# Where is a good place to sell a Runescape account?



## ACWWFAN (Aug 4, 2010)

I used to know a website for this, but I forgot it, does anyone know a legit place to sell accounts? Thanks


----------



## fishykipper (Aug 4, 2010)

ebay?
give it me, for free?


----------



## ACWWFAN (Aug 4, 2010)

No, there's scam free sites that are meant for selling accounts, I don't wanna deal with ebay.


----------



## Depravo (Aug 4, 2010)

ACWWFAN said:
			
		

> I used to know a website for this, but I forgot it, does anyone know a *legit* place to sell accounts? Thanks


Bit of an oxymoron there. It's against RuneScape rules to buy/sell accounts therefore there can logically be no 'legit' place to do so.


----------



## ACWWFAN (Aug 4, 2010)

Yah I know.  But there are sites that will pay your for it, I just don't know which ones will or that are safe.


----------



## DarkStriker (Aug 4, 2010)

Why even bother selling it. It would take people less than a month to get into high levels with simply botting.


----------



## DunkrWunkah (Aug 5, 2010)

I wouldn't just because it's easy to get scammed.


----------



## Rydian (Aug 5, 2010)

DunkrWunkah said:
			
		

> I wouldn't just because it's easy to get scammed.


This.  You can simply sell your account for money, then within 30 days or whatever use functions on the runescape site to take back control of the account since you will be recognized as it's actual owner.

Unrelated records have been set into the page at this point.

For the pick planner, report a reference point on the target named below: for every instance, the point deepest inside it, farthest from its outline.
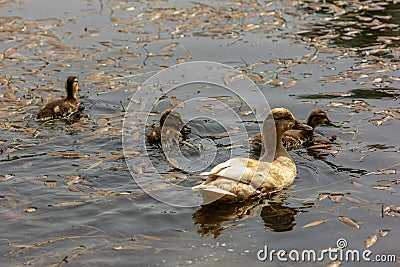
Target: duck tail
(211, 193)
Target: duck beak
(328, 122)
(300, 126)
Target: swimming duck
(62, 108)
(298, 138)
(241, 178)
(171, 130)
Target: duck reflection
(213, 219)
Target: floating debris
(349, 222)
(315, 223)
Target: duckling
(63, 107)
(298, 139)
(171, 130)
(242, 178)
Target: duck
(238, 179)
(64, 107)
(296, 139)
(171, 130)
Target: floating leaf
(67, 204)
(383, 233)
(50, 184)
(245, 113)
(137, 170)
(323, 196)
(30, 209)
(379, 172)
(392, 211)
(314, 223)
(69, 154)
(336, 197)
(349, 222)
(380, 187)
(168, 46)
(371, 241)
(177, 103)
(290, 83)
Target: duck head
(318, 117)
(172, 118)
(72, 86)
(285, 121)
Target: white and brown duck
(242, 178)
(64, 107)
(296, 139)
(171, 131)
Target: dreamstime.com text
(339, 253)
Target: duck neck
(273, 146)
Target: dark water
(114, 46)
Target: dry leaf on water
(349, 222)
(50, 184)
(336, 197)
(67, 204)
(30, 209)
(315, 223)
(383, 233)
(69, 154)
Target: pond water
(67, 194)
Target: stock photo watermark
(338, 253)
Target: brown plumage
(241, 178)
(62, 108)
(170, 132)
(296, 139)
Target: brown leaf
(177, 102)
(137, 170)
(68, 203)
(69, 154)
(275, 82)
(380, 187)
(349, 222)
(382, 172)
(168, 46)
(290, 83)
(371, 241)
(336, 197)
(383, 233)
(322, 196)
(30, 209)
(50, 184)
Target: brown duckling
(242, 178)
(296, 139)
(62, 108)
(171, 130)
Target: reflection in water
(278, 218)
(212, 219)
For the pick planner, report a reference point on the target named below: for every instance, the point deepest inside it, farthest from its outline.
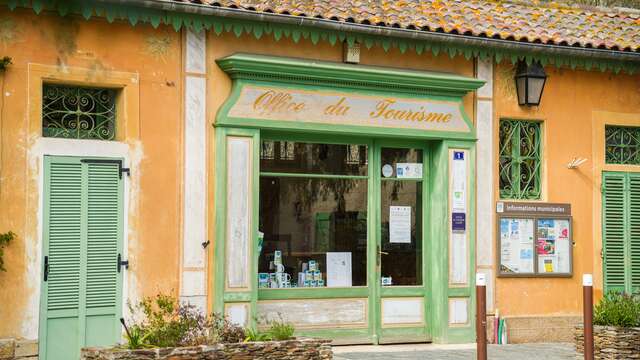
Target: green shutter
(634, 231)
(64, 232)
(102, 234)
(614, 214)
(83, 236)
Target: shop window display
(313, 215)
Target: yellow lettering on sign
(338, 108)
(275, 102)
(385, 111)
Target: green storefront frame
(282, 73)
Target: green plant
(167, 323)
(136, 338)
(281, 330)
(5, 239)
(617, 309)
(256, 335)
(278, 329)
(224, 331)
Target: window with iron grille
(622, 145)
(74, 112)
(520, 159)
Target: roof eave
(418, 35)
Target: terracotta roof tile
(549, 23)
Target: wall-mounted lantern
(530, 81)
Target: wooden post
(587, 297)
(481, 316)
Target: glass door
(401, 258)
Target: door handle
(46, 268)
(122, 263)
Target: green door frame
(400, 333)
(82, 310)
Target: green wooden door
(621, 231)
(82, 280)
(400, 174)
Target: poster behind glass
(516, 246)
(553, 246)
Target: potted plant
(616, 330)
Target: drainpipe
(380, 31)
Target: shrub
(617, 309)
(278, 330)
(168, 323)
(5, 239)
(224, 331)
(281, 330)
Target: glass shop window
(622, 145)
(313, 215)
(74, 112)
(520, 164)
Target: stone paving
(548, 351)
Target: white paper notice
(459, 184)
(338, 269)
(409, 171)
(400, 224)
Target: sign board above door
(347, 108)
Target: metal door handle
(121, 263)
(46, 268)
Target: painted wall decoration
(345, 108)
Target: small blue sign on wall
(458, 221)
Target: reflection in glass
(304, 218)
(307, 158)
(401, 250)
(395, 156)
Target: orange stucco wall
(570, 110)
(570, 100)
(155, 55)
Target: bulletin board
(533, 242)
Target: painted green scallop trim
(219, 25)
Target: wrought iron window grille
(73, 112)
(622, 145)
(520, 160)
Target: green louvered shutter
(634, 231)
(83, 236)
(614, 225)
(63, 251)
(104, 229)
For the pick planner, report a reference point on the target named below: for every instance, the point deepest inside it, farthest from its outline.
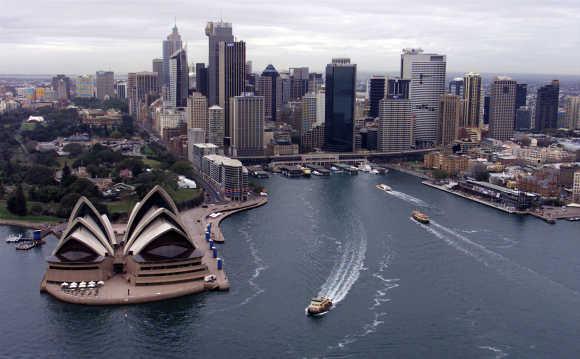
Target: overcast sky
(511, 36)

So, you'll rarely find people buying unless you never set your recovery info.


----------



## NeSchn (Aug 5, 2010)

I've sold many RS accounts and stuff in the past 2 years of my life when I was really into. (Just kinda got out of it recently), but I used PlayerAuctions.com and Sythe.org or sell alot of my stuff.

If you are selling a small account, lets say level 60 with like 2 mil and OK stats, I would go with Sythe but you just have to worry about who you are buying from. You gotta do a whole background check on the person, look up their user name in Google, and their MSN in Google. And make sure that they go first, unless they are an actual trusted person (say 40 vouches+), or you use a trusted MiddleMan.

If you are selling a high level account, lets say like my Main when I sold it was a level 91 with about 15mil on it that I was selling for $80. You should go through PlayerAuctions.com, so the person buys it from there and then you put all the details you ever had for the account in these fields that they have set up for you. And then they check it themselves and try to recover the account, if it works, they give it to the other person, and you get the money. They basically work as a middle man, they take like 10 or 15 bucks out of the payment though which is balls.

But yeah, thats that. If you need help, just message me, I have like 20 something vouches on there I can help you out.


----------



## Slyakin (Aug 5, 2010)

I think that SELLING accounts for online games is against the Terms and Conditions, so you PROBABLY shouldn't do it.


----------



## NeSchn (Aug 5, 2010)

Slyakin said:
			
		

> I think that SELLING accounts for online games is against the Terms and Conditions, so you PROBABLY shouldn't do it.


It is, but people do it all the time.


----------



## Deleted User (Aug 5, 2010)

RunescapeHell™  ~ Operated by Jagex™ 

Anyways - if you live in the UK, try Gumtree.com.

You can always try the ShopTemp Trading Forum and get a game, a pack of tissues or some socks in exchange.


----------



## Guild McCommunist (Aug 5, 2010)

JetKun said:
			
		

> You can always try the ShopTemp Trading Forum and get a game, a pack of tissues or some socks in exchange.
> 
> Trading Forum RulesYou may sell or request items matching the following categories: video games (including PC), video game accessories, computer hardware, game consoles, electronics. Forbidden categories: downloadable content, pornography, illegally obtained software (eg. pirated games, pirated applications), *virtual content (eg. "gold" from MMORPGs)* and any form of currency either physical (coins/notes) or electronic (PayPal etc.). It is also in your best interest that you don't sell highly valuable items.



It's still ethically sketchy to sell accounts for any MMORPG. I had a lvl 91 or so Runescape character, back when 126 was the level cap, and while I haven't played in years, I wouldn't sell the account.


----------